The rocket equation is one solution to the momentum method of calculating a rocket's delta v. The equation is:

vf - vi = ve lnR


where:

$\Delta$v = vf - vi
vf = Final Velocity of Rocket
vi = Initial Velocity of Rocket
ve = Exhaust Velocity of the rocket
R = Mass Ratio of Rocket



lnR is the natural logarithm of R.

## Mathematics

The rocket equation is derived from the conservation of momentum.

    $\Sigma p_{i} = \Sigma p_{f} = Constant$


If mass is exhausted from a rocket engine at some mass flow rate m'e and some exhaust velocity ve, then that exhaust steam carries momentum, manifested as thrust:

    ${dp \over dt} = m'_{e} v_{e} = v_{e} {dm \over dt} = m {dv \over dt}$


Using the algebraic representation of derivatives, this differential equation can be reduced to:

    $dv = v_{e} {dm \over m}$


If the exhaust velocity is constant, then the integral of this is the rocket equation.

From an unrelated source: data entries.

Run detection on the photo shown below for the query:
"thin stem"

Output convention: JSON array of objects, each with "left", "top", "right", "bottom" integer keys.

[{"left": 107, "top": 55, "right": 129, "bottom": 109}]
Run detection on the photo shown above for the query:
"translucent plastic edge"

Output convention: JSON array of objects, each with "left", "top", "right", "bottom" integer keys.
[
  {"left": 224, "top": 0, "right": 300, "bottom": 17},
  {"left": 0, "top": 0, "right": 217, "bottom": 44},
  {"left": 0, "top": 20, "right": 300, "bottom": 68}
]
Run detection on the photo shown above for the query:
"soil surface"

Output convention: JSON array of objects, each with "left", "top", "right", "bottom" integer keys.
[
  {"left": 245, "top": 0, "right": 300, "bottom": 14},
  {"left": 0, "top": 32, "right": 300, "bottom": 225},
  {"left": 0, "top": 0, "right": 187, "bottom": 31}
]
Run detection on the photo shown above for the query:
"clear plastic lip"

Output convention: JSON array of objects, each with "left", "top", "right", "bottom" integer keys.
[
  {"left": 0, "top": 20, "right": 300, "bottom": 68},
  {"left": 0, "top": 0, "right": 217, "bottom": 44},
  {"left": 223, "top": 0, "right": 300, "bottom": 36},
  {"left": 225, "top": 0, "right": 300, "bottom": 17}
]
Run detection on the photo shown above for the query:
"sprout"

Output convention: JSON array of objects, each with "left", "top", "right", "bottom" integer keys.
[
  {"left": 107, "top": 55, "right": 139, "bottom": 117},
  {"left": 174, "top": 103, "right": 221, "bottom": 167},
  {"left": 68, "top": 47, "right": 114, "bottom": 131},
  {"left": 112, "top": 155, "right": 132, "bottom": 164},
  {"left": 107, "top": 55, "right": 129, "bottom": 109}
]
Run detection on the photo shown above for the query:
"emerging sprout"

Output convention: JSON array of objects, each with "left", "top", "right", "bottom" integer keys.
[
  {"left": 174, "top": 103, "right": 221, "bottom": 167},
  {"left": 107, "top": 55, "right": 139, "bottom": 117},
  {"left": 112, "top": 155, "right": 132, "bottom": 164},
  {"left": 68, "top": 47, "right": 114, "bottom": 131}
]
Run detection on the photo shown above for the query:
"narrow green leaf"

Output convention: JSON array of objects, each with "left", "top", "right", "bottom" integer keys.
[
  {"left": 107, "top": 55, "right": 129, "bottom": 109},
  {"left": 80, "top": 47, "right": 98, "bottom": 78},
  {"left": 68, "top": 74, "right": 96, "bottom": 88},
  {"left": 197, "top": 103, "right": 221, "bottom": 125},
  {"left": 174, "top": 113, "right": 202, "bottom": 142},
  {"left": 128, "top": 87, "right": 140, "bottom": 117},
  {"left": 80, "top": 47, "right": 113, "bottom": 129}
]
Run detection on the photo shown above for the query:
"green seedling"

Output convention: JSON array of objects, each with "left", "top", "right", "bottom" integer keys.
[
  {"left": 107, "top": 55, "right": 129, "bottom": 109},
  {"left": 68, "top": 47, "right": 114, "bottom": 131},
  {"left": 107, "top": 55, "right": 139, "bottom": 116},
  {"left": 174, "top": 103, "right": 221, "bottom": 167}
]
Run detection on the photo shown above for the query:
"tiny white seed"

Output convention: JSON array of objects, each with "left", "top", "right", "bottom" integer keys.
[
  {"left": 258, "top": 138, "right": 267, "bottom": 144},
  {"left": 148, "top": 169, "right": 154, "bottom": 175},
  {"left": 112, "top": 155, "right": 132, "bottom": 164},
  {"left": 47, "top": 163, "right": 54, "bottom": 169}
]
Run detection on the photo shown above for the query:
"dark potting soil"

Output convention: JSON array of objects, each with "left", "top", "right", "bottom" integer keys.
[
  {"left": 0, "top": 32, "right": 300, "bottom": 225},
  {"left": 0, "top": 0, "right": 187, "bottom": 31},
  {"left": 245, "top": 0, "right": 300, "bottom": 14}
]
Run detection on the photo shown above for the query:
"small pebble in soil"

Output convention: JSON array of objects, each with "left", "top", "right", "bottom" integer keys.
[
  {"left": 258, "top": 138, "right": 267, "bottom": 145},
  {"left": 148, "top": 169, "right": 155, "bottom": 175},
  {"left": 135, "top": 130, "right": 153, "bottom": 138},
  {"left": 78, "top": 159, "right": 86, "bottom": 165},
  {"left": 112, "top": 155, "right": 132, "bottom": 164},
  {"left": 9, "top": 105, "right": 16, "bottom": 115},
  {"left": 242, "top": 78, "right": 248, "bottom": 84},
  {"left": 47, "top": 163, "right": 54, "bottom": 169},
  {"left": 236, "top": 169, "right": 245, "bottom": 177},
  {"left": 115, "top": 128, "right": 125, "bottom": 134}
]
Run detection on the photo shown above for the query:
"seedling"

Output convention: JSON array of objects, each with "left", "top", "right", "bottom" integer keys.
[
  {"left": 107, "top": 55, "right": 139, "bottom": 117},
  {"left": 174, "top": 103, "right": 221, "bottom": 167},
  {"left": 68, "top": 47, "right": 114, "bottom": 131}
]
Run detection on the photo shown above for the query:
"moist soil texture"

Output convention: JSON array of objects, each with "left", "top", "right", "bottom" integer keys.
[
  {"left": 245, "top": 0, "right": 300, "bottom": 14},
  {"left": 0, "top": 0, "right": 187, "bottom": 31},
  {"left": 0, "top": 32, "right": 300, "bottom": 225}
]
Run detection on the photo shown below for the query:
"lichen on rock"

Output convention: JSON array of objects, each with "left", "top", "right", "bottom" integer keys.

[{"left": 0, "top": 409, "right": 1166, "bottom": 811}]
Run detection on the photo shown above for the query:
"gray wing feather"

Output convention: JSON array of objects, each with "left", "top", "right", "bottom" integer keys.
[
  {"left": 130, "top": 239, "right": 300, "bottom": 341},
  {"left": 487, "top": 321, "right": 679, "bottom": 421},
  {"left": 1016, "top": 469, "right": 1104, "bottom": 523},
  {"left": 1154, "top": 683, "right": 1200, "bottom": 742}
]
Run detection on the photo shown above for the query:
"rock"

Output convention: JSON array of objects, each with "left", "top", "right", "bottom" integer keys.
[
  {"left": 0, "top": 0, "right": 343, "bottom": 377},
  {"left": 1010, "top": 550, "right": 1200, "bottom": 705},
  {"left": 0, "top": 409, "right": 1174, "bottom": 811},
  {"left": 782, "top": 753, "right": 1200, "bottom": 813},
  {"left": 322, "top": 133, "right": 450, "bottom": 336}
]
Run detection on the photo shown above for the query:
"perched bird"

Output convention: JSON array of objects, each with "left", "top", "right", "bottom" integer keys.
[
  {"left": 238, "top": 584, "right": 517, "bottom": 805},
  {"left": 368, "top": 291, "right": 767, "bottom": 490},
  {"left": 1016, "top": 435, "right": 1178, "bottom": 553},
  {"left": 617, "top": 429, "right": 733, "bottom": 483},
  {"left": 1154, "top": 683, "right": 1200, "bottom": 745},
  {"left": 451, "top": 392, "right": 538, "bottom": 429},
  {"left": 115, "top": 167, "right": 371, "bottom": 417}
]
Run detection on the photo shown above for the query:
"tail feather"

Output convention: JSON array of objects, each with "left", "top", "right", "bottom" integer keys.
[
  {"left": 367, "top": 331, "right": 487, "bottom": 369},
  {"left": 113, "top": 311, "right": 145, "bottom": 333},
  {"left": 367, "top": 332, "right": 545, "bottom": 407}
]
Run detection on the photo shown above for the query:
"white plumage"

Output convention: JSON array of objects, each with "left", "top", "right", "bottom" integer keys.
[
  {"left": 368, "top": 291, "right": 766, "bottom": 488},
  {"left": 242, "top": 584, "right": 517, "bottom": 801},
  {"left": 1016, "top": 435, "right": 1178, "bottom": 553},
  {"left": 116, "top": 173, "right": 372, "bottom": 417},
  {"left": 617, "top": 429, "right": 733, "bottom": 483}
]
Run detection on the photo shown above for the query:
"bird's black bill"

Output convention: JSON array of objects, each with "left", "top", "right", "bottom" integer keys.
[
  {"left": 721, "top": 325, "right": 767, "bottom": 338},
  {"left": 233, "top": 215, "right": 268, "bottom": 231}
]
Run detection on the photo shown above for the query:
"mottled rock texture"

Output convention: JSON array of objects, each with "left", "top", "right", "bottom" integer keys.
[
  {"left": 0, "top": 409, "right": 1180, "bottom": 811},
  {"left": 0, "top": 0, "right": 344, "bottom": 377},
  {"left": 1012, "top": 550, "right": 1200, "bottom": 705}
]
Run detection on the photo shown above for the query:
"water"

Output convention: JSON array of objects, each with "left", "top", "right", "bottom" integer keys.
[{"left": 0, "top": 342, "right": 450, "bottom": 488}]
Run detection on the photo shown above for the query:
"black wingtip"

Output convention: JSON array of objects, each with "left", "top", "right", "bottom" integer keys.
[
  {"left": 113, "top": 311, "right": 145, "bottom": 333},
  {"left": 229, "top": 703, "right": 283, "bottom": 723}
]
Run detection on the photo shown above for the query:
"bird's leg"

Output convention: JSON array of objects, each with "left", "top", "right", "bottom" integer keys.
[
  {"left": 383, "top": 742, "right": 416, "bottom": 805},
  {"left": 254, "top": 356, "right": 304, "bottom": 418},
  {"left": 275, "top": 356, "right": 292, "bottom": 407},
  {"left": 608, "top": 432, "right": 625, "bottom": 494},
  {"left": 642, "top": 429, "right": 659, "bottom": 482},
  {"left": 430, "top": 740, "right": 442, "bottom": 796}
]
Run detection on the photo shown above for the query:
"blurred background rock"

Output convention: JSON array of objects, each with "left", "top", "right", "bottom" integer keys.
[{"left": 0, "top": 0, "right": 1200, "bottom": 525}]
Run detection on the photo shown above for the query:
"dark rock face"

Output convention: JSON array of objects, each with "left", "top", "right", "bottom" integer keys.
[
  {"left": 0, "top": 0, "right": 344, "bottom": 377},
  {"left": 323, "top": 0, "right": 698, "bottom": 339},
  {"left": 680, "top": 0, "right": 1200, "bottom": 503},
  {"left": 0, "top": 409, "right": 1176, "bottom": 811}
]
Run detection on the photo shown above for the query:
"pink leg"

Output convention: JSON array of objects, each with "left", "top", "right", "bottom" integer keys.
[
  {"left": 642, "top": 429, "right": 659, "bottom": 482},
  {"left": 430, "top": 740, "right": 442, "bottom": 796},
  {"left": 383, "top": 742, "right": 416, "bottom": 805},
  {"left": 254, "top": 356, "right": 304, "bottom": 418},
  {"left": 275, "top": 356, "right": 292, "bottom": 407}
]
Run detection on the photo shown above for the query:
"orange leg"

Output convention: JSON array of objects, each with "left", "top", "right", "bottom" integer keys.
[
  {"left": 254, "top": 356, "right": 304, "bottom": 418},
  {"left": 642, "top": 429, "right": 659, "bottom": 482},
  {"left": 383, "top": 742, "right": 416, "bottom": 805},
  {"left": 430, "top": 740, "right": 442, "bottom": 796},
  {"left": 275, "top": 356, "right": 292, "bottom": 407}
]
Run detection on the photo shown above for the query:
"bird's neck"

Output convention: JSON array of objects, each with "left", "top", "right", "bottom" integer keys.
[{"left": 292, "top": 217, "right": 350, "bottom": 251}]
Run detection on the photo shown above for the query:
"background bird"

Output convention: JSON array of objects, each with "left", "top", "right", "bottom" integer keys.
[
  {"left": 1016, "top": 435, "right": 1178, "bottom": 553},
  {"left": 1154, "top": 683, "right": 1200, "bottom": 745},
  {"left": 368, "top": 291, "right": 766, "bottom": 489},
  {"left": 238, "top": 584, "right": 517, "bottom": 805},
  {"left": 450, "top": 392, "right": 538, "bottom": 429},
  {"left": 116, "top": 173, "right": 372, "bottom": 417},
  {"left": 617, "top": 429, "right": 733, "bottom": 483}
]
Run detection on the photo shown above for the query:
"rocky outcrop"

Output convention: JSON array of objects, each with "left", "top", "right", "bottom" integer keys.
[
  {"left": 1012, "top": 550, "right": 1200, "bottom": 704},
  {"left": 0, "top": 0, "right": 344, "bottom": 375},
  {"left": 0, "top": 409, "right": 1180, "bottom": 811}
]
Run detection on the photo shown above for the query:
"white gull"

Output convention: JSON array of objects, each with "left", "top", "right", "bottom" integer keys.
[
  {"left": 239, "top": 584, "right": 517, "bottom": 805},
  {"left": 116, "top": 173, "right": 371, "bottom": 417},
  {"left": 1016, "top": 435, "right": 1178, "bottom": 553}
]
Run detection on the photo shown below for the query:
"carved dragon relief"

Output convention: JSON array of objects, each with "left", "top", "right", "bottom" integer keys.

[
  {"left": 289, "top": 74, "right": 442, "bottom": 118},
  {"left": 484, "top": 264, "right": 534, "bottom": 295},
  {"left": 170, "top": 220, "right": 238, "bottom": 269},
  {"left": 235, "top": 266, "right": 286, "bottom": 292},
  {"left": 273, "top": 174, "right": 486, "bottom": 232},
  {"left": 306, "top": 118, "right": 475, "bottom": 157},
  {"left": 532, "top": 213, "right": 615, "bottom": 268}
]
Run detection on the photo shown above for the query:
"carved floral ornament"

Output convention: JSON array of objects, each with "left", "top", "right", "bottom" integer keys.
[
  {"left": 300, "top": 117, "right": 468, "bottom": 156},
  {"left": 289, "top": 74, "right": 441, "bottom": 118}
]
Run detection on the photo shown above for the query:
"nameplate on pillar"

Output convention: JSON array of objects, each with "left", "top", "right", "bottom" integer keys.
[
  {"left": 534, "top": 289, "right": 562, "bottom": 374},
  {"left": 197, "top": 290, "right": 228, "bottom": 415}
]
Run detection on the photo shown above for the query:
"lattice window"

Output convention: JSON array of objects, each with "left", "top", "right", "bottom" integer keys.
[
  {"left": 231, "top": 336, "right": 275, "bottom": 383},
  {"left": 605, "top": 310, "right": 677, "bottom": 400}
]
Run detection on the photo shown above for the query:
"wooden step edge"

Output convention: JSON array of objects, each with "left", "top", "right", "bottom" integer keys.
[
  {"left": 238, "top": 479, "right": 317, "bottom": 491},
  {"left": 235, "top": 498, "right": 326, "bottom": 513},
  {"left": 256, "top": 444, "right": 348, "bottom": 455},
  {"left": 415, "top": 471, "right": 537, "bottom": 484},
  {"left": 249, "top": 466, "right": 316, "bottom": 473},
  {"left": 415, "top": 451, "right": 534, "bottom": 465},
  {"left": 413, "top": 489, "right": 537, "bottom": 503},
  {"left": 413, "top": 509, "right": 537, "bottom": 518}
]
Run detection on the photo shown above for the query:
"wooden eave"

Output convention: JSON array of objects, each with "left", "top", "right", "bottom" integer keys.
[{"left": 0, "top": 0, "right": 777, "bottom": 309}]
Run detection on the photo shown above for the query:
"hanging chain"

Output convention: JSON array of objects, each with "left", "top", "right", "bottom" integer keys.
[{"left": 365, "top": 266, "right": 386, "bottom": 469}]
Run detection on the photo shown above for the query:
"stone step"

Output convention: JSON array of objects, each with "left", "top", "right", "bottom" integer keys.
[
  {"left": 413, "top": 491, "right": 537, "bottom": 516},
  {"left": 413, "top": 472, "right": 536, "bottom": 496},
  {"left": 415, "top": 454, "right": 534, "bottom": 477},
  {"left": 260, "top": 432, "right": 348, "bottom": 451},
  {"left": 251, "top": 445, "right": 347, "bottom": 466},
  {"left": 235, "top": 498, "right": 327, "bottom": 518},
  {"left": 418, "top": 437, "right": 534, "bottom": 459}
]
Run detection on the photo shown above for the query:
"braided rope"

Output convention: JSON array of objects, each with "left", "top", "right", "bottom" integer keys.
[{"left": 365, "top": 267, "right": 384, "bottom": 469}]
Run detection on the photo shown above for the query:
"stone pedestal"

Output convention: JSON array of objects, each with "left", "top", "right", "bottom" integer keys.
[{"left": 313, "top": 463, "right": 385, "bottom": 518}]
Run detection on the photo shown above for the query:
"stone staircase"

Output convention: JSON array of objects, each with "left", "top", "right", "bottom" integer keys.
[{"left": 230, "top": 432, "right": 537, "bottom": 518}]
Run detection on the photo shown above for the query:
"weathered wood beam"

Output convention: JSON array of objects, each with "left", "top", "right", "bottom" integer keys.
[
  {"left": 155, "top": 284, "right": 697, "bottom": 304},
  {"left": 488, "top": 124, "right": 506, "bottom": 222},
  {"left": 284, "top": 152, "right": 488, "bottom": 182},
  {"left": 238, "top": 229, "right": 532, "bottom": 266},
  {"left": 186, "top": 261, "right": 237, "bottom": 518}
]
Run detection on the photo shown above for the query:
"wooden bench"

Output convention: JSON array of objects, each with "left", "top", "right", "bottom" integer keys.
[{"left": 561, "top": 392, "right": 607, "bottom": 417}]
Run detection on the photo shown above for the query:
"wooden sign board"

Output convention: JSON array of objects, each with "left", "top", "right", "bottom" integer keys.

    $\Delta v = \int dv = v_{e} \int {dm \over m} = v_{e} ln (R)$


Conservation of momentum can be applied to more propulsion situations than the simple case presented above. For example, under the influence of constant gravity:

    ${dp \over dt} = m'_{e} v_{e} + g cos( \theta )$


Using the substitutions listed above, the integral of this relationship becomes:

    $\Delta v = v_{e} ln (R) + g t cos( /theta )$


If the exhaust consists of two separate gas streams whose mass flow rates keep some constant ratio, r, to each other:

    $r = {m'_{1} \over m'_{2}}$

    $v_{avg} = { v_{1} m'_{1} + v_{2} m'_{2} \over m'_{1} + m'_{2}}$


Thus:

    $v_{avg} = { r v_{1} + v_{2} \over r + 1 }$


and vavg can be substituted into the rocket equation rather than ve.

## Relativistic Rocket Equation

The rocket equation for speeds that become relativistic (~0.1c) is:

    $\Delta$v \over c = tanh ( ln R)


tanh is the hyperbolic tangent function.